China on Tuesday successfully launched its unmanned space
mission to moon, its first as a sample-collector, which will retrieve moon
rocks and soil and come back to earth.

The Chang’e 5 was shot to the closest celestial body to
earth from the Wenchang Spacecraft Launch Site in the southern province of
Hainan, China, at around 2 am China standard time.

The rover is likely to land on moon after November 27 and
return to earth around December 16.

This is the first sample-collecting expedition to moon by
any nation since Soviet Union’s Luna 24 in 1976, and also first ever by China.

If successful, China will become the third country after the US
and the then USSR to have achieved the feat.

The previous expeditions by US and USSR had come in the
1960s and 70s, making the Chang’e 5, now en route to moon, first to have undertaken
the task in more than four decades.

Chang’e 5 is set to bring back at least 2 kg (4.4 pound) of
lunar soil and rock samples. The probe will perform a soft landing on the Moon,
then rendezvous and dock with the return module in lunar orbit and fly back to
Earth.

The mission is important because of the insight it can
provide into the right geological age and makeup of earth’s only natural satellite.

Chang’e 5 is the latest of Chang’e series of China’s
expeditions to moon, which the country aims to execute in four phases,
concluding with building of a crewed outpost there by the 2030s.

The Asian heavyweight has already sent four expeditions previously
to the moon beginning in 2007 when it sent its first probe to the lunar orbit. It
landed its fourth such probe on the far side of the moon last January—a first
ever landing in that territory for any nation.

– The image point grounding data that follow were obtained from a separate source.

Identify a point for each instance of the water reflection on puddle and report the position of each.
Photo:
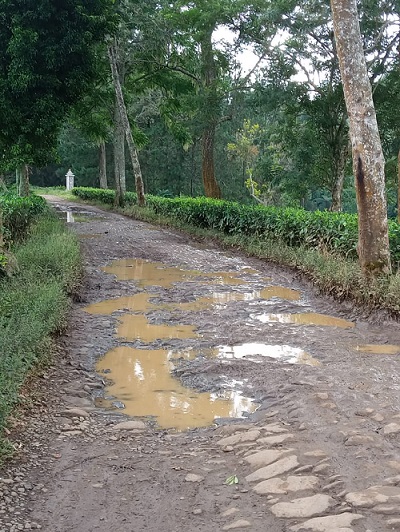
(138, 302)
(304, 318)
(142, 380)
(384, 349)
(154, 273)
(136, 327)
(252, 351)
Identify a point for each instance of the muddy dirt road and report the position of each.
(213, 392)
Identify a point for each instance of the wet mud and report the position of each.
(272, 409)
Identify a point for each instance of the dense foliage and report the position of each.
(34, 304)
(333, 232)
(47, 62)
(19, 213)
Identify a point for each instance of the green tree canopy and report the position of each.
(47, 61)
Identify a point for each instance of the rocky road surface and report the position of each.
(321, 452)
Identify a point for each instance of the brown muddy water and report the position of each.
(384, 349)
(141, 379)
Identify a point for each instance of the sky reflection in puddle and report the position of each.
(304, 318)
(252, 351)
(376, 349)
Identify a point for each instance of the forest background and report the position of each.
(274, 131)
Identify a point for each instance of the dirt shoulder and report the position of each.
(322, 452)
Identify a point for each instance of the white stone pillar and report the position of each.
(70, 179)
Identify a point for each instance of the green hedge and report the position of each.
(333, 232)
(19, 213)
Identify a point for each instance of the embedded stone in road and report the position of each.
(275, 440)
(304, 507)
(392, 428)
(191, 477)
(328, 524)
(292, 483)
(373, 496)
(250, 435)
(275, 428)
(130, 425)
(74, 412)
(277, 468)
(266, 457)
(241, 523)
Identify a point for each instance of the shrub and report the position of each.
(19, 213)
(34, 305)
(333, 232)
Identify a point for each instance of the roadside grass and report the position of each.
(53, 191)
(332, 274)
(34, 307)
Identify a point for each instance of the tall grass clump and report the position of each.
(321, 245)
(34, 305)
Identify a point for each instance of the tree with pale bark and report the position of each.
(368, 160)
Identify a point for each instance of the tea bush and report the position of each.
(328, 231)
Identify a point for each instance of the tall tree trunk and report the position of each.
(368, 160)
(211, 187)
(128, 132)
(210, 115)
(398, 186)
(24, 180)
(102, 165)
(17, 178)
(339, 169)
(119, 158)
(119, 146)
(1, 232)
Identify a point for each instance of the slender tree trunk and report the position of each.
(119, 146)
(1, 232)
(398, 186)
(17, 178)
(128, 132)
(340, 169)
(119, 158)
(368, 160)
(24, 180)
(211, 187)
(102, 165)
(210, 116)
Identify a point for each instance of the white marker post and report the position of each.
(70, 179)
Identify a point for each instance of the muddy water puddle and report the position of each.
(142, 380)
(305, 318)
(376, 349)
(137, 327)
(157, 274)
(78, 216)
(256, 351)
(138, 302)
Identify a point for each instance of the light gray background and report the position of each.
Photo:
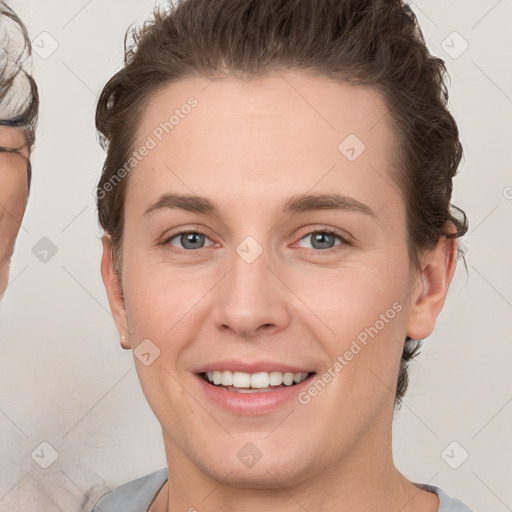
(65, 380)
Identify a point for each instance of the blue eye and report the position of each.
(189, 240)
(323, 240)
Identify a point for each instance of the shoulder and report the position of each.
(446, 503)
(133, 496)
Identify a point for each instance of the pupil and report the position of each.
(189, 239)
(320, 237)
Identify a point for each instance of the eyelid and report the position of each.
(345, 238)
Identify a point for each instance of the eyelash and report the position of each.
(328, 231)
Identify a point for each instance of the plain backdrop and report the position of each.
(64, 379)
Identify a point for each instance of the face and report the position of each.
(13, 196)
(266, 274)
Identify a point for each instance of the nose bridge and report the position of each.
(250, 295)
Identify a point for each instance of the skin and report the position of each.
(249, 146)
(13, 196)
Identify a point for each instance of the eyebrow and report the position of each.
(296, 204)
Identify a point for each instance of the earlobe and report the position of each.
(428, 297)
(114, 291)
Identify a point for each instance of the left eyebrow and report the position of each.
(296, 204)
(306, 203)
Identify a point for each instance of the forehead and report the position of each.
(288, 130)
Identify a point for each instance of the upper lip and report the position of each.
(234, 365)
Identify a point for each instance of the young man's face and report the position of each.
(13, 196)
(262, 284)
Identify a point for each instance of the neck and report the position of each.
(364, 479)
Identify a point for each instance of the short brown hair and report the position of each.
(374, 43)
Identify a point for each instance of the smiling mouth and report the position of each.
(261, 382)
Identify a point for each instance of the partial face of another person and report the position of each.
(259, 277)
(13, 196)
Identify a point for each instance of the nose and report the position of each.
(252, 299)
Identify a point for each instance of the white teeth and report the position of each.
(241, 380)
(258, 380)
(227, 378)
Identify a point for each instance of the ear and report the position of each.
(438, 266)
(114, 291)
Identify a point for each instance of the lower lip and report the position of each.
(252, 403)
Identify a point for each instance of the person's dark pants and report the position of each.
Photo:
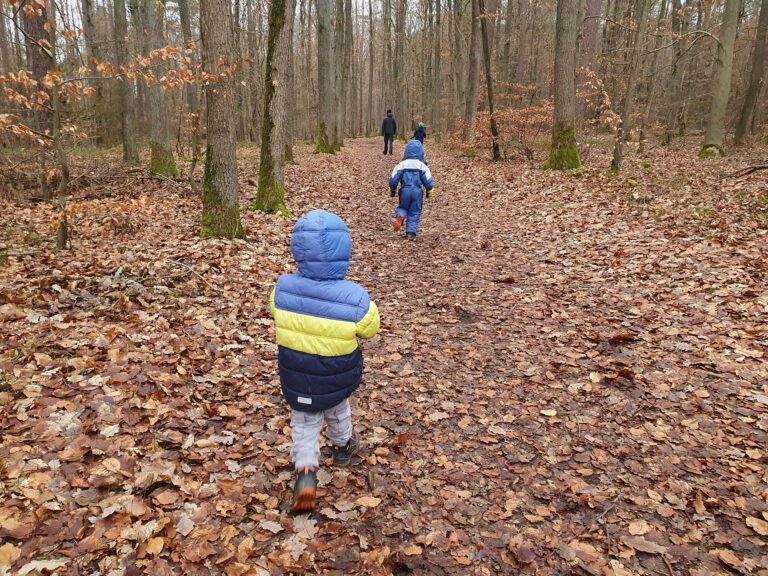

Chang’e-5 comprises an orbiter, a lander, an ascender and
a returner, with a total take-off mass of 8.2 tonnes. 

It is expected to accomplish
unmanned rendezvous and docking in lunar orbit.

While the orbiter-returner orbits about 200 km above the
lunar surface, the lander-ascender will touch down on the northwest region of
Oceanus Procellarum, also known as the Ocean of Storms, on the near side of the
moon in early December, state-run Xinhua news agency reported.